Az Business: You started the Dion Initiative for Child Well-Being and Bullying Prevention. What inspired that?

Nicole France Stanton: The Dion Initiative is named in honor of my brother, Dion France, who was bullied relentlessly as a child. Dion passed away in the early 1990s. The seeds for the Dion Initiative began when I launched an organization called Stop Bullying AZ in 2012.  That first year, Stop Bullying AZ sponsored an anti-bullying summit at Arizona State University’s Tempe campus in 2012. The summit provided about 300 school administrators and teachers with information and strategies to help stop bullying in schools. The support we received from educators, local and national leaders, parents and students has been overwhelming. So much so, in fact, in 2015, Stop Bullying AZ was renamed the Dion Initiative for Child Well-Being and Bullying Prevention and is now located within Arizona State University.
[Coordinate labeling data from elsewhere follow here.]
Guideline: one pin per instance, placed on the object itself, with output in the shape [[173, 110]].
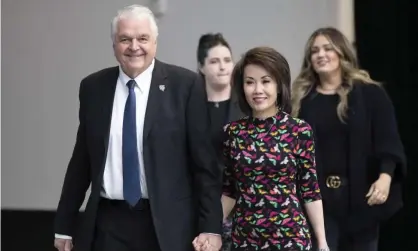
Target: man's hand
[[207, 242], [63, 244]]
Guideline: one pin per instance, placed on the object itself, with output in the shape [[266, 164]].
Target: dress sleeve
[[228, 179], [305, 151]]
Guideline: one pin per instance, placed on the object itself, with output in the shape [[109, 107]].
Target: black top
[[373, 146], [332, 138], [218, 112]]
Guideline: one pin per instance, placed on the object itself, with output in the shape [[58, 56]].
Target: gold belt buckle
[[333, 181]]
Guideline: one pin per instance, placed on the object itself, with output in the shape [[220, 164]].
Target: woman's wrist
[[322, 245]]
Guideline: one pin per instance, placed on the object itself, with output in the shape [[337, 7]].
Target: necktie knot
[[131, 84]]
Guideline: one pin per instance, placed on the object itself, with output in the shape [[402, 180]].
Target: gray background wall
[[48, 46]]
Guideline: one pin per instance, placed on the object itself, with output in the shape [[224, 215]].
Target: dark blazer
[[183, 180], [373, 136]]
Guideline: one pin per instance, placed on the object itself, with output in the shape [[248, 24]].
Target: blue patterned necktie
[[130, 158]]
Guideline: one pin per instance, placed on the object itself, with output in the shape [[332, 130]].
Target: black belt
[[143, 204], [335, 181]]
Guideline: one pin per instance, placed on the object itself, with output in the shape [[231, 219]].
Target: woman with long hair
[[360, 157], [270, 175]]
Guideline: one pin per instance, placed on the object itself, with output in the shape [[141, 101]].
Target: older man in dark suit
[[143, 145]]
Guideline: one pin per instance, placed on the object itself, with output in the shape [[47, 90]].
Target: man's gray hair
[[134, 11]]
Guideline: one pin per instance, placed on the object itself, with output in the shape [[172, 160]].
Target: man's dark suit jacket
[[184, 182]]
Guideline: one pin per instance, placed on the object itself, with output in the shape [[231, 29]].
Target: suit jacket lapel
[[108, 95], [158, 85]]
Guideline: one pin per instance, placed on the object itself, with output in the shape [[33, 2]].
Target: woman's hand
[[379, 190]]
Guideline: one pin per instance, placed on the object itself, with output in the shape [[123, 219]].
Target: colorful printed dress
[[270, 171]]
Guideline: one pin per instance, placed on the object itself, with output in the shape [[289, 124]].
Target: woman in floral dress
[[270, 178]]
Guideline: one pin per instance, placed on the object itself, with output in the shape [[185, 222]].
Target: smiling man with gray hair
[[143, 145]]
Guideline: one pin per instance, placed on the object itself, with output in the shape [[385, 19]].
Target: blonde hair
[[308, 79]]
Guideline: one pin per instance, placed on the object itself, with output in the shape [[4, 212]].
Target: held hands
[[63, 244], [379, 190], [207, 242]]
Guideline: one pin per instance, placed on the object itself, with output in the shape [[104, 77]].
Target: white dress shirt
[[113, 173]]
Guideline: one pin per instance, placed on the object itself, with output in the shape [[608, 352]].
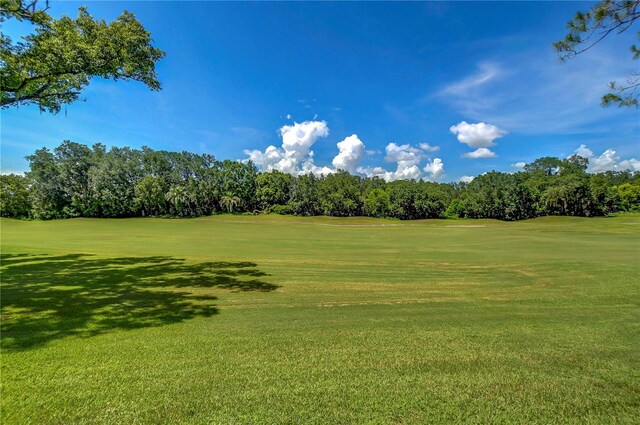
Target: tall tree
[[51, 67], [587, 29], [14, 196]]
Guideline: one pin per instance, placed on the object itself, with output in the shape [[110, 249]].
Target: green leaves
[[51, 67], [587, 29]]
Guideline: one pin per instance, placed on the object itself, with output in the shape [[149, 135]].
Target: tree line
[[74, 180]]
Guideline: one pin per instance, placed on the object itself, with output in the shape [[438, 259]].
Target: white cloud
[[607, 161], [297, 140], [584, 151], [480, 153], [435, 168], [351, 152], [480, 136], [406, 158], [428, 148]]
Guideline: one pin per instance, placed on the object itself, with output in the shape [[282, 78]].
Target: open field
[[268, 319]]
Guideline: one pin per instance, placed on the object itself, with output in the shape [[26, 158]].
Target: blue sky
[[479, 81]]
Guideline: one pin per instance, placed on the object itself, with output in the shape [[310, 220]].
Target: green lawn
[[268, 319]]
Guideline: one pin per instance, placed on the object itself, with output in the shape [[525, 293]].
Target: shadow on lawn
[[51, 297]]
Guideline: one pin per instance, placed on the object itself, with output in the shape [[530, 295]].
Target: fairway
[[271, 319]]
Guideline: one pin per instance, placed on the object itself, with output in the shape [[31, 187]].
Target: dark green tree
[[587, 29], [51, 67], [273, 188], [14, 196]]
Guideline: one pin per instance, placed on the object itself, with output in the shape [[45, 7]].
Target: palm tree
[[230, 201], [180, 197]]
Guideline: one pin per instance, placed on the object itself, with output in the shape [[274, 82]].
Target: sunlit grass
[[268, 319]]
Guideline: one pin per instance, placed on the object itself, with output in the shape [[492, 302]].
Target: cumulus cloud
[[480, 153], [296, 157], [351, 152], [297, 140], [435, 168], [607, 161], [479, 136], [406, 157], [428, 148]]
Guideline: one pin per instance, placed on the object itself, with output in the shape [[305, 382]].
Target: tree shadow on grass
[[51, 297]]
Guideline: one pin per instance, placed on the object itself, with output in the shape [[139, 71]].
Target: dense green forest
[[75, 180]]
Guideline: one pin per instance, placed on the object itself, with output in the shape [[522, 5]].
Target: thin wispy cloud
[[486, 73]]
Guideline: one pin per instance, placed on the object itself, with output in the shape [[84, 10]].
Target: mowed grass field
[[268, 319]]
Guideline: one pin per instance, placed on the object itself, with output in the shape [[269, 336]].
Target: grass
[[268, 319]]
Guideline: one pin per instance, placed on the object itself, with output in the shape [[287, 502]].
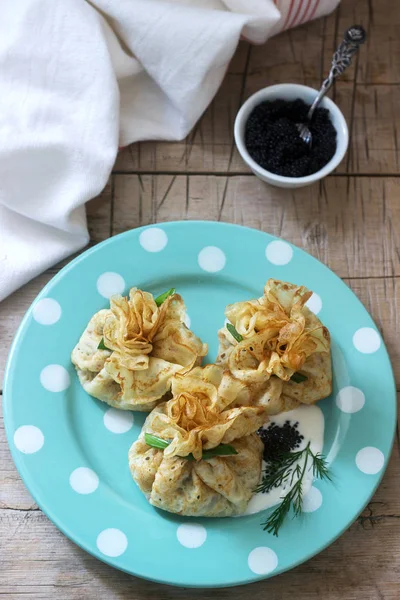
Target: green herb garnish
[[221, 450], [233, 332], [101, 346], [285, 468], [298, 378], [155, 442], [162, 297]]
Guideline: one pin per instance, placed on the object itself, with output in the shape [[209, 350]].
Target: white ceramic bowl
[[291, 91]]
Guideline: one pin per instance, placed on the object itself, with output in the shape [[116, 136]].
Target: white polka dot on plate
[[112, 542], [55, 378], [367, 340], [279, 253], [370, 460], [262, 560], [350, 399], [47, 311], [109, 284], [314, 303], [118, 421], [312, 500], [191, 535], [84, 480], [153, 239], [28, 439], [211, 259]]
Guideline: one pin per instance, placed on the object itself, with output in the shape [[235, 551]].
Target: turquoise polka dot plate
[[71, 450]]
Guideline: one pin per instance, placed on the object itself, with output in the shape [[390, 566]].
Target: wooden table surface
[[350, 221]]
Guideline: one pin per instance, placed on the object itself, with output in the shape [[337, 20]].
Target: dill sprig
[[287, 468]]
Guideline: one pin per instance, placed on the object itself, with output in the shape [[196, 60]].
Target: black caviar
[[272, 138], [279, 439]]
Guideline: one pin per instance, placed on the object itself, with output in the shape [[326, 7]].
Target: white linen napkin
[[79, 78]]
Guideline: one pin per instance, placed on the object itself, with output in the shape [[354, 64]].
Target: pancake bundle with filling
[[198, 453]]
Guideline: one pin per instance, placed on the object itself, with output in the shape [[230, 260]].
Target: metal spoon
[[353, 38]]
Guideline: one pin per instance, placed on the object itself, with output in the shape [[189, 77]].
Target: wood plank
[[375, 139], [291, 56], [356, 234], [379, 60], [14, 495], [380, 296], [38, 562]]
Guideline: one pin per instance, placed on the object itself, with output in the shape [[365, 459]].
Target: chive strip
[[221, 450], [162, 297], [155, 442], [233, 332], [101, 346], [298, 378]]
AB: In what other ways do you give back to the community?

NFS: I am a founding board member and the past president of the Women’s Metropolitan Arts Council at the Phoenix Art Museum. I assisted with forming this organization, now in its 11th year, to get more professional women engaged in the art museum. I have assisted with fundraising galas or brunches for both Southwest Center for HIV and AIDS (“Night for Life”) and Aunt Rita’s Foundation (“Red Brunch”).  My only brother died of AIDS in 1991.

AB: What attracted you to the legal profession?

NFS: Throughout my life, I’ve been very justice-driven. I have a real internal passion for what’s right and what’s wrong. I didn’t know any lawyers growing up. It wasn’t until my mass communications law professor in college suggested law school to me that I even considered it.

AB: How do you balance your community work with your family?

NFS: I try to dispel the notion for other women that there is such a thing as balance. If it exists, it is an elusive creature. My life is often very out of balance. From week to week, I have to make difficult decisions about the priorities in my life. On the community front, I have started more and more to try to involve my children in my activities. They are my priority and everything else has to take a backseat when they need me.

AB: How would you like to be remembered?

NFS: For being the type of leader that creates more leaders, not more followers.